Is one model using binomial equivalent to the other that uses bernoulli?

I am puzzled by two very different ways of modelling a simple binomial case (which, as we know, have a closed-form solution of beta distribution).

Model 1, the straightforward:

//The binomial version
data {
  int<lower=0> N;
  int<lower=0> n;
}

parameters {
  real<lower=0, upper=1> p;
}

model {
  n ~ binomial(N, p);
}

model 2, the bernoulli:

//The bernoulli version
data {
  int<lower=0> N;
  int<lower=0> n;
}

parameters {
  real<lower=0, upper=1> p;
}

model {
  target += bernoulli_lpmf(1|p)*n;
  target += bernoulli_lpmf(1|1-p)*(N-n);
}

I am getting consistently the same results from both approaches, but I cannot prove that they are always equivalent.

How can I understand or prove it?

A follow-up on this idea. Here are would-be multinomial models with k elements:

//The binomial version
data {
  int k;
  int<lower=0> ns[k];
}

parameters {
  simplex[k] p;
}

model {
  ns ~ multinomial(p);
}

and

//The bernoulli version
data {
  int k;
  int<lower=0> ns[k];
}

parameters {
  simplex[k] p;
}

model {
  for(i in 1:k) {
    target += bernoulli_lpmf(1|p[i])*ns[i];
  }
}

Again, the models seem to be equivalent.

There is one distinct advantage of the “bernoulli” version - one is not forced to have all the data specified.

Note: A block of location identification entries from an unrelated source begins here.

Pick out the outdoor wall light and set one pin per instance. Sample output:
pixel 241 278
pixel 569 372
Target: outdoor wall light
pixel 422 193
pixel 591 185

Imagine the situation where the p simplex is a k-dimensional function of actual parameters. In the bernoulli case, if we miss some ns observations, we simply leave them out in the “model” loop. This is impossible to do in the “multinomial” case.

These two model descriptions have identical log-likelihoods (up to an additive constant), and so are equivalent.

The Binomial log-likelihood is log(binom(N, n)) + n * log(p) + (N - n) * log(1 - p). If you drop the constant then this is exactly what you get with the sum of the two Bernoulli log-likelihoods.

This also holds in the multinomial case. You can replicate the advantage you mention when using the multinomial by setting ns[i] to 0.